Investor confidence has been repaid as billions flow back into Fletcher Building's market capitalisation, buoyed by housing and construction in New Zealand, Australia and the United States.
Fletcher shares, which were hammered down to about $5 during the global financial crisis and haemorrhaged billions in market capitalisation, are now closing in on a five-year share price high as good news gathers momentum and underpins the surge in value.
Since late July's year-low of $5.77, Fletcher shares had steadily gained to pass through $9 last week and were yesterday trading around $9.20 - an almost 60% gain on July. Fletcher shares continued to rise during the day, finishing up 1.6% at $9.30.

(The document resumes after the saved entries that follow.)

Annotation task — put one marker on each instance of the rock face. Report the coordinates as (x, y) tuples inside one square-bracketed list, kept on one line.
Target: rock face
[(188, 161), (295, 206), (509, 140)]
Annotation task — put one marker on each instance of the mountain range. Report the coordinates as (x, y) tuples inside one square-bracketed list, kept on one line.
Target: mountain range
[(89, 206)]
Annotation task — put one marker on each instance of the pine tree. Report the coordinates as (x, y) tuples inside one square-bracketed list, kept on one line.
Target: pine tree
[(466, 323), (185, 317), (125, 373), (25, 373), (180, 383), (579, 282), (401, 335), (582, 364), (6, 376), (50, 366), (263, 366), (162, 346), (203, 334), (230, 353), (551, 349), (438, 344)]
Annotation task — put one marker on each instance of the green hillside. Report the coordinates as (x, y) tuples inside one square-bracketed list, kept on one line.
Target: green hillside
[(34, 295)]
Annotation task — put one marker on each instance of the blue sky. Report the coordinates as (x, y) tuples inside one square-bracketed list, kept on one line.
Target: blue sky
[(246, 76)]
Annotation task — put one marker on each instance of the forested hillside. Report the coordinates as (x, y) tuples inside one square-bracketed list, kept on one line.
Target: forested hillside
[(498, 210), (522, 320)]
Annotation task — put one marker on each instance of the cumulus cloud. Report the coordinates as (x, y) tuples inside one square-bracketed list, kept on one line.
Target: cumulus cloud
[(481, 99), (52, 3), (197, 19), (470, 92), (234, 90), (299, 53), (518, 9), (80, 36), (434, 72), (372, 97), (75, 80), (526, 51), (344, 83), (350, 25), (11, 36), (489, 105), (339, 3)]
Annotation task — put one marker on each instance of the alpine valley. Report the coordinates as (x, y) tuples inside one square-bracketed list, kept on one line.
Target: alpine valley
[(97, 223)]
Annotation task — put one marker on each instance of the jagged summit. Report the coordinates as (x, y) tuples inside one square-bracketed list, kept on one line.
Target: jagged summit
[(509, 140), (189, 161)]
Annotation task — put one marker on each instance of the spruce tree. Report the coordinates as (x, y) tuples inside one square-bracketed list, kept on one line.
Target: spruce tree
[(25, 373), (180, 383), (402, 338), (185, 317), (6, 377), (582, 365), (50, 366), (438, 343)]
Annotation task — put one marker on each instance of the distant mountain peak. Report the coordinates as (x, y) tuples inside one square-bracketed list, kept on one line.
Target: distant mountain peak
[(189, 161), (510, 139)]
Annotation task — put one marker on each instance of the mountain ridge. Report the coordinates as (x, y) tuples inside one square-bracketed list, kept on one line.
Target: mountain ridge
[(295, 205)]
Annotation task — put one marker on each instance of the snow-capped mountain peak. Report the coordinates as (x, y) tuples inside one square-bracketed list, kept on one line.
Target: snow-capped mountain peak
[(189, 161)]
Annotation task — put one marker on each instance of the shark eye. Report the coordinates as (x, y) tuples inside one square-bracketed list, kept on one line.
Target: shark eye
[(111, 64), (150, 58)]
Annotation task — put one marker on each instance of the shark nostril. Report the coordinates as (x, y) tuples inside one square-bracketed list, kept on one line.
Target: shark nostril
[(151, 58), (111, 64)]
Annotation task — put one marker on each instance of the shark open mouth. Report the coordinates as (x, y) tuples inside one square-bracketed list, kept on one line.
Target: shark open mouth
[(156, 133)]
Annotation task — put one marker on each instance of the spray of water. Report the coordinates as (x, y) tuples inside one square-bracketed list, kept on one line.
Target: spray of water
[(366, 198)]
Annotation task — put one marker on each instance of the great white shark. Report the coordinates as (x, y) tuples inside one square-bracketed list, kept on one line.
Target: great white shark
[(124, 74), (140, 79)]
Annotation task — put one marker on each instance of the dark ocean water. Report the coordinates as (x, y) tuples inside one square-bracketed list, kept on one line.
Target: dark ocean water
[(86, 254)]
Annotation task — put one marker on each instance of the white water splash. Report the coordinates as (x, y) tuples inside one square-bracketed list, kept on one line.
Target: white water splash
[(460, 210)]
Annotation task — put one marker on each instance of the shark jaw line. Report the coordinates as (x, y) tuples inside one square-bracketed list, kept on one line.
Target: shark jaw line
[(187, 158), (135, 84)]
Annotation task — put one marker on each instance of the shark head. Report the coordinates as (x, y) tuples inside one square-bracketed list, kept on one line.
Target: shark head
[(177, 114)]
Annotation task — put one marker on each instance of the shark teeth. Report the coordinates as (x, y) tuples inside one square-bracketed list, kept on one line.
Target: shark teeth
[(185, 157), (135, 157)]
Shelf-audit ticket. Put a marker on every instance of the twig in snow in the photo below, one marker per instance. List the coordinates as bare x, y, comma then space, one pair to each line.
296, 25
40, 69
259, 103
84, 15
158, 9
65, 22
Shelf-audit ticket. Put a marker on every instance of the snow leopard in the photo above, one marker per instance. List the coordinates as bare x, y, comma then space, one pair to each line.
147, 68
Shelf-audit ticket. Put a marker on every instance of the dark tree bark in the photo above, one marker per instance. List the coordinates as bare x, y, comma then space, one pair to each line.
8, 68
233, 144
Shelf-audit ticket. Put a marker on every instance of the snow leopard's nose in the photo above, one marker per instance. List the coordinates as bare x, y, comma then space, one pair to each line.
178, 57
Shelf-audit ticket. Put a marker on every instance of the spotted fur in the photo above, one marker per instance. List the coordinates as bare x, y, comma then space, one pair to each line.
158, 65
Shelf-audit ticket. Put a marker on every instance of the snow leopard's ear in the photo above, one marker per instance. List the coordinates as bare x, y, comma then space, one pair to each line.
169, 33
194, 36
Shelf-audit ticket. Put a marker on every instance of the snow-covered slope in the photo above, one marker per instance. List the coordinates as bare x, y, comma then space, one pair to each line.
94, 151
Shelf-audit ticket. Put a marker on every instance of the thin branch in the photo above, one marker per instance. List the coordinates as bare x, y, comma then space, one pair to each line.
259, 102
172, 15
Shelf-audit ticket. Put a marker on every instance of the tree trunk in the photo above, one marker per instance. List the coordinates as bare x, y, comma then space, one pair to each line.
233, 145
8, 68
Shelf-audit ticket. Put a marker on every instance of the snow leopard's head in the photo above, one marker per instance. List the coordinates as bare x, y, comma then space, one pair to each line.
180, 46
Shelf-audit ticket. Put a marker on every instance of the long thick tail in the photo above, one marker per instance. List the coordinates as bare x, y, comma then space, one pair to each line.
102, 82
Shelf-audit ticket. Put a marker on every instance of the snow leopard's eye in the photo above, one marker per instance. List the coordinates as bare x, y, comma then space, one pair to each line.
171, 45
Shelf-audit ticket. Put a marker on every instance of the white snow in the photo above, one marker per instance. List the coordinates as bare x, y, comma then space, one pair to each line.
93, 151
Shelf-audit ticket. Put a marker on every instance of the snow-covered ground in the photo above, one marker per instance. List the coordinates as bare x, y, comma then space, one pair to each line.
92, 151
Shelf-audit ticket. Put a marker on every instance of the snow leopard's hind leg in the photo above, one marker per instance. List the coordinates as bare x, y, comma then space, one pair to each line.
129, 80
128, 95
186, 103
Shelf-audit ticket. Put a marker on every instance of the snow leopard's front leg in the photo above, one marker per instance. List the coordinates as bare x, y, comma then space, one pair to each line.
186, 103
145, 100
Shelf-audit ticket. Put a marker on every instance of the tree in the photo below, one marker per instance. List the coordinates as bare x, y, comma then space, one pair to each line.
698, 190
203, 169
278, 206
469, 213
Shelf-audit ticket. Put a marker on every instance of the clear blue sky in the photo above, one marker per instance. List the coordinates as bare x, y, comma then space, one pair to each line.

Fletcher's shares had been plagued by the slow uptake of work in the Canterbury rebuilding effort, where it is the lead contractor, and also volatile and flagging construction data from Australia and the United States. Its shares had declined from $9.28 in April 2011. Yesterday's $9.20 price put its market capitalisation at more than $6.3 billion, Craigs Investment Partners broker Peter McIntyre said.
''Investor confidence has been repaid. It's a cyclical business, which its investors understand,'' Mr McIntyre said.
Evidence of that understanding was in March-April 2009, when its shares traded from $5.06 to $6.20 and it raised $605 million - an institutional placement of $505 million and $100 million from a shareholder placement.
''Fletcher's has a very supportive shareholder base, which was invaluable [for Fletcher's] at the time of the funding crisis,'' Mr McIntyre said.
Its forward order book remained ''in good order'', with well over $1 billion of work, he said.
The company told shareholders at its annual meeting in November its earnings growth for 2013 could be beyond 20%, from new home construction, but they were cautioned that any downturn in Australian work could prompt a downgrade of those expectations.
Mr McIntyre countered that, saying the Reserve Bank of Australia had slashed its interest-driving cash rate to 3% and the likelihood of another cut shortly could further buoy construction in Australia.
Operating earnings guidance, for the year to this June, was estimated at between $560 million and $610 million, an increase of between 12% and 22%, compared to the 2012 result.